É assim que Alcione, umas das maiores intérpretes da música brasileira define a importância da “escola da noite” para os músicos que estão no mercado. Marrom também fala dos 36 anos de carreira, do seu dia-a-dia, mas não abre mão de deixar claro: “Minha vida particular só a mim pertence e não faço a menor questão de expô-la para ninguém”. Desse jeito maranhense de ser, Alcione é a entrevistada da BS da primeira edição de 2009.
SULBANDAS - BAILE SHOW - Quais são as principais lembranças da tua carreira?
Alcione - Ah, são muitas lembranças e emoções (risos). Bom, mas posso citar algumas curiosidades. Como, por exemplo, cantar na antiga União Soviética... Isso mesmo, antes da Perestroika, da abertura. Foi uma emoção muito grande porque era um país praticamente desconhecido por nós e estávamos meio cabreiros, não sabíamos, exatamente o que iríamos encontrar por lá. Ainda era a tal época da "cortina de ferro" e isso nos atemorizava um pouco. Sem falar que não podíamos transitar por lugar nenhum, éramos sempre acompanhados por seguranças e nada podia fugir ao "protocolo". Imagina isso pra um bando de brasileiros e sambistas! Mas foi muito bom e até conseguimos nos divertir, graças a Deus!
SULBANDAS - BAILE SHOW - Faz mais de 36 anos que lançaste o teu primeiro disco “A Voz do Samba”. Tirando as mudanças tecnológicas, o que destacas como principais mudanças que ocorreram na tua música?
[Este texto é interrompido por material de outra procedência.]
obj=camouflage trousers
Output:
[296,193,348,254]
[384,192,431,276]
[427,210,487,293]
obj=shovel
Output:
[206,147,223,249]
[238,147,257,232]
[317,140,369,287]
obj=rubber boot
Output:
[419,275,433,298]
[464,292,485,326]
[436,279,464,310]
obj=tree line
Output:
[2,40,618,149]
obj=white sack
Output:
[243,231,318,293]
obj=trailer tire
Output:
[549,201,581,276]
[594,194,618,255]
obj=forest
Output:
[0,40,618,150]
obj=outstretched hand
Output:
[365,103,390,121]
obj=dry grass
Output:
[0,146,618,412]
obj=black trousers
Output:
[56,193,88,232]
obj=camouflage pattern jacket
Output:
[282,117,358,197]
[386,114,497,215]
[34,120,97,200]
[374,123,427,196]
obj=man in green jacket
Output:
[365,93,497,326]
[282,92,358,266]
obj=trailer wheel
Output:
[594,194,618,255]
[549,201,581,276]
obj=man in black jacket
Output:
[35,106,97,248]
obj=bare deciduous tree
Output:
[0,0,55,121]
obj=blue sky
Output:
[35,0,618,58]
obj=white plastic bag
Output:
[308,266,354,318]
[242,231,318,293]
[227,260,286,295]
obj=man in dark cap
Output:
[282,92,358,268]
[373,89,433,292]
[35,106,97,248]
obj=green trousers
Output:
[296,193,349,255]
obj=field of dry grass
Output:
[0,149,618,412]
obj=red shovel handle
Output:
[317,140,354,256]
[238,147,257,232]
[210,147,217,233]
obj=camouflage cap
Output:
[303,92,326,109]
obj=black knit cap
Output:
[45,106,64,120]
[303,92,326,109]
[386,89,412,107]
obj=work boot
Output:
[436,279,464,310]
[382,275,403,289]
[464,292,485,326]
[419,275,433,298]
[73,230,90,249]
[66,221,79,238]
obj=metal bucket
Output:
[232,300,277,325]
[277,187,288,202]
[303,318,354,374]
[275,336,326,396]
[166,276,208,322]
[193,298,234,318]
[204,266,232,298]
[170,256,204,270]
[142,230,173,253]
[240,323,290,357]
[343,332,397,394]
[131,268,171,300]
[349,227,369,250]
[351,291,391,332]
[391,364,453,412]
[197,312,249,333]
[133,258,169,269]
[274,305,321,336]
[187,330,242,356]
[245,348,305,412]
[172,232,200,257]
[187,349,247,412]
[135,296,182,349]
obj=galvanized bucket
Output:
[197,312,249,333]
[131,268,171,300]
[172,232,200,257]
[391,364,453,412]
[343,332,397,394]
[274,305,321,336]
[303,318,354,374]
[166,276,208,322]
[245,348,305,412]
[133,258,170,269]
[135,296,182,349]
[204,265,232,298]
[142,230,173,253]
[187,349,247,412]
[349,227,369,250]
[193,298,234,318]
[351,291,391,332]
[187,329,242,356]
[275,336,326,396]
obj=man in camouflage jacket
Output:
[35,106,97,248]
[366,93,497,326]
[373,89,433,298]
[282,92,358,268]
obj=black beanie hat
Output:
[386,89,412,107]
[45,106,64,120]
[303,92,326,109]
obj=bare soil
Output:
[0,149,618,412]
Alcione - Todos crescemos, aprendemos com o tempo. No âmbito profissional, não é diferente. Naquela época era jovem, recém-chegada do Maranhão. De lá pra cá, conheci muita gente, grandes profissionais. Cantores, compositores, músicos e autores com os quais aprendi muita coisa e que também me apresentaram trabalhos maravilhosos. Mas não me sinto muito diferente do que era, só com maior capacidade de avaliação e um melhor leque de opções. Gostava de canções românticas, do samba, do forró, do reggae maranhense maravilhoso de minha terra. Gostava de standards internacionais e dos grandes ícones da música americana, francesa, italiana e dos nossos grandes ídolos nacionais. De cantoras como, por exemplo, Núbia Lafayette, Elza Soares. E continuo bebendo em todas essas fontes, reverenciando nossas divas e apreciando nossa multiplicidade de gêneros, ritmos musicais. Afinal, somos um país multifacetado e riquíssimo em cultura popular.
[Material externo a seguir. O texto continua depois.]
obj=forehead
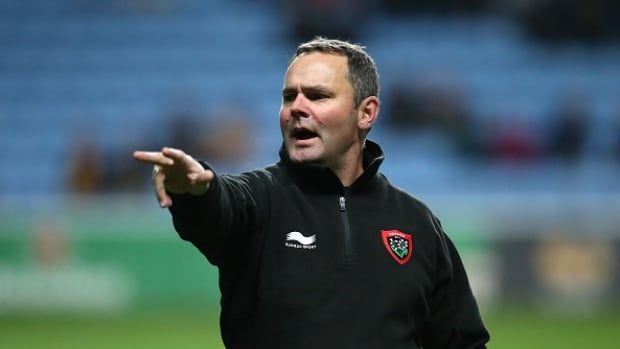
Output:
[284,52,349,86]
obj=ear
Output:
[357,96,379,131]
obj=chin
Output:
[288,148,321,164]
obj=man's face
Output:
[280,52,361,166]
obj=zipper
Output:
[339,195,353,264]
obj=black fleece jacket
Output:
[170,141,489,349]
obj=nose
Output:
[291,93,309,118]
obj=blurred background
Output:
[0,0,620,348]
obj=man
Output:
[134,38,489,349]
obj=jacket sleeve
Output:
[421,213,490,349]
[170,163,261,266]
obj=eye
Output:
[282,92,297,102]
[306,92,328,101]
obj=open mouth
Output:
[292,127,319,141]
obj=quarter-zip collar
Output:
[278,140,384,193]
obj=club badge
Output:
[381,230,413,265]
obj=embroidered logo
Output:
[284,231,316,250]
[381,230,413,265]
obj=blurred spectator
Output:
[68,141,103,194]
[284,0,365,42]
[381,0,488,15]
[201,106,253,170]
[549,94,591,163]
[104,110,204,192]
[488,116,541,164]
[385,77,481,157]
[520,0,620,42]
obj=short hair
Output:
[289,36,379,106]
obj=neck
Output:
[328,141,364,187]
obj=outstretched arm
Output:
[133,147,214,208]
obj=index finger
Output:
[133,150,174,166]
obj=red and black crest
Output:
[381,230,413,265]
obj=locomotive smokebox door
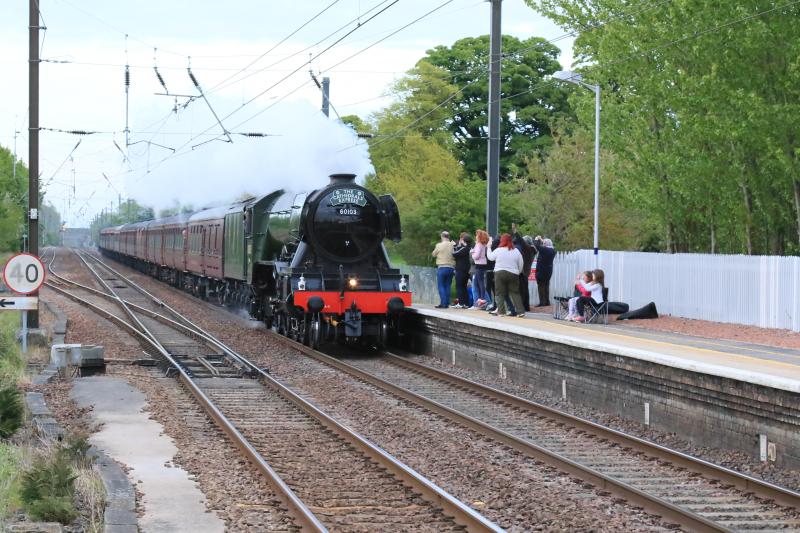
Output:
[344,308,361,337]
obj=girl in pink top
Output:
[470,229,489,309]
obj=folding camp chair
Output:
[553,287,581,320]
[553,296,569,320]
[583,287,608,324]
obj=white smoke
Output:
[126,101,373,211]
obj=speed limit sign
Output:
[3,254,44,294]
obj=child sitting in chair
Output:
[567,270,592,321]
[573,268,606,322]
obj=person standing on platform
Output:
[487,233,525,317]
[453,231,472,309]
[431,231,456,309]
[470,229,491,309]
[511,223,533,311]
[533,235,556,307]
[486,235,500,312]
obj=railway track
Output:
[50,249,800,532]
[43,251,499,531]
[266,330,800,532]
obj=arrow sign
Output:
[0,296,39,311]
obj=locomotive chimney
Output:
[329,174,356,185]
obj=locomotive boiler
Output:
[100,174,411,347]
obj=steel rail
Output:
[273,332,800,531]
[45,249,502,532]
[386,352,800,508]
[276,334,731,532]
[39,251,328,533]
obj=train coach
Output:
[99,174,411,347]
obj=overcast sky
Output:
[0,0,573,226]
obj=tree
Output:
[520,125,644,250]
[526,0,800,253]
[416,35,571,179]
[39,201,62,246]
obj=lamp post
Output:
[553,70,600,268]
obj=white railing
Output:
[408,250,800,331]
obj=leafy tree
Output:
[39,201,61,246]
[416,35,570,179]
[526,0,800,254]
[520,125,640,250]
[0,146,28,251]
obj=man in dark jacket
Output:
[453,233,472,309]
[533,235,556,306]
[511,224,533,311]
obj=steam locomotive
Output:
[99,174,411,347]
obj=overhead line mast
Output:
[486,0,502,236]
[27,0,40,328]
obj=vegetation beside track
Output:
[0,294,105,532]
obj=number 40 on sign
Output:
[3,254,44,294]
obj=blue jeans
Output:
[436,267,456,307]
[472,269,489,301]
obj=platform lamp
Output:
[553,70,600,268]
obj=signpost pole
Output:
[22,311,28,353]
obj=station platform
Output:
[414,305,800,393]
[400,305,800,469]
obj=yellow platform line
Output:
[500,314,800,371]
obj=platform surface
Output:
[411,305,800,393]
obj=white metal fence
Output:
[404,250,800,331]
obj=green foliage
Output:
[0,146,28,251]
[20,453,78,524]
[404,35,571,179]
[397,180,524,265]
[521,130,649,250]
[526,0,800,254]
[0,312,25,384]
[0,313,25,439]
[58,433,94,468]
[0,442,23,518]
[39,202,61,246]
SULBANDAS - BAILE SHOW - Já circulaste em diversos palcos e pudeste compartilhar de grandes trocas musicais com diferentes músicos. Desses tantos, com qual mais aprendeste e te identificaste? Por quê?
Alcione - Sou nordestina e fui criada ao som do forró, do reggae, conforme mencionei. Mas também ouvia, nas emissoras de rádio da época, os clássicos da música internacional, os principais nomes da música brasileira, os grandes nomes do samba. Era um ecletismo total e minha geração cresceu em meio a essa profusão de informações e numa cultura diversificada, livre de preconceitos. Depois disso, cursei a chamada "escola da noite" e o ecletismo só poderia ser ampliado. Quem canta na noite, nos bailes da vida, tem que saber um pouco de tudo: as principais canções, os sucessos do momento e conhecer a obra dos artistas - nacionais e internacionais - mais importantes.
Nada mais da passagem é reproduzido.